Она уже привыкла сюда ходить, но своей здесь не стала. Лощеные официанты Марат и Артур встречали ее приветливой улыбкой, но сажали, как правило, на веранде, а не в «тусняке» – атриуме, под стеклянной крышей, с плавающими разноцветными шарами, и не в уютном уголке, отделенном от всего зала огромным аквариумом, в котором плавали средиземноморские рыбы, а по дну деловито лазали огромные камчатские крабы и сонные омары.
– Там все заказано заранее, – пояснил как-то Марат на ее вопрос. – Резерв для уважаемых гостей…

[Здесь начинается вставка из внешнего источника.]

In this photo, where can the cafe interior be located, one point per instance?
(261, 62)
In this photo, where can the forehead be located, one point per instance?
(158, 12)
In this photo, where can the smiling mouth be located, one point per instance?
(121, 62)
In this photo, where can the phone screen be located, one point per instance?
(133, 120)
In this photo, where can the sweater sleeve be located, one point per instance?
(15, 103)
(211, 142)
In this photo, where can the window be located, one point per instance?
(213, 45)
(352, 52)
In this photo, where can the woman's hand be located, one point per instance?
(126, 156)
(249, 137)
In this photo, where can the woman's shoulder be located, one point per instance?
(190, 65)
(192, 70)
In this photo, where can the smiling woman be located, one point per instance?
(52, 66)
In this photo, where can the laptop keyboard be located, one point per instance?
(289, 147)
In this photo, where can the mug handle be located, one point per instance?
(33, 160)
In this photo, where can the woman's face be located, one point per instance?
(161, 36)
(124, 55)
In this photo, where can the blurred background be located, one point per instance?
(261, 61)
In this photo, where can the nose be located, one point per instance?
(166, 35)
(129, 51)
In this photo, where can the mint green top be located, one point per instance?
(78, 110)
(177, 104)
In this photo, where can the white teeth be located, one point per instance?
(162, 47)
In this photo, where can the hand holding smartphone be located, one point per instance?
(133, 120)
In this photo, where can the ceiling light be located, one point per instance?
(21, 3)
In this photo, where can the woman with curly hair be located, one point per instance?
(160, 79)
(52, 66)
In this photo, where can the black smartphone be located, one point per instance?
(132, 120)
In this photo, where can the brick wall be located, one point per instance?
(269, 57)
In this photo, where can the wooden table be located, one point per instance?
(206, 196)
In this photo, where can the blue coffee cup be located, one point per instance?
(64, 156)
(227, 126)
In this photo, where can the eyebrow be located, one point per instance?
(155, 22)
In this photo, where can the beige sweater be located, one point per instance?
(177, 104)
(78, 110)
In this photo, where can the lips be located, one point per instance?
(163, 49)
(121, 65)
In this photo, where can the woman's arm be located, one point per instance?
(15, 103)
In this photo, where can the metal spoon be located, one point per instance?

Буднично так пояснил, парой слов, как небрежным движением руки отделив ее от «уважаемых гостей» и приобщив ко всем остальным. «К быдлу»! – отметила Цифра и представила, как выплескивает на выглаженную белую рубашку с бейджиком «Марат» фужер чистого спирта и чиркает зажигалкой. И как воет этот высокомерный чертила, как носится по всему залу огненным столбом, как переворачиваются столы и летят на пол рыбы и морские гады по две-три тысячи за порцию, как вскакивают эти бл… и страх пробивается все-таки на их искусственно-безразличные физиономии… Все эти «Миледи», «Рок-н-роллы», «Башмачки», «Матросики» и прочие телки, у которых нет ничего такого, чего бы не было у нее! Но они «центровые» и привыкли, что официанты сажают их на лучшие места и обслуживают с бо́льшим вниманием, чем всех остальных. Во всяком случае, с бо́льшим вниманием, чем ее, Свету Калабашкину, которая повидала в своей жизни в тысячу раз больше, чем все они вместе взятые!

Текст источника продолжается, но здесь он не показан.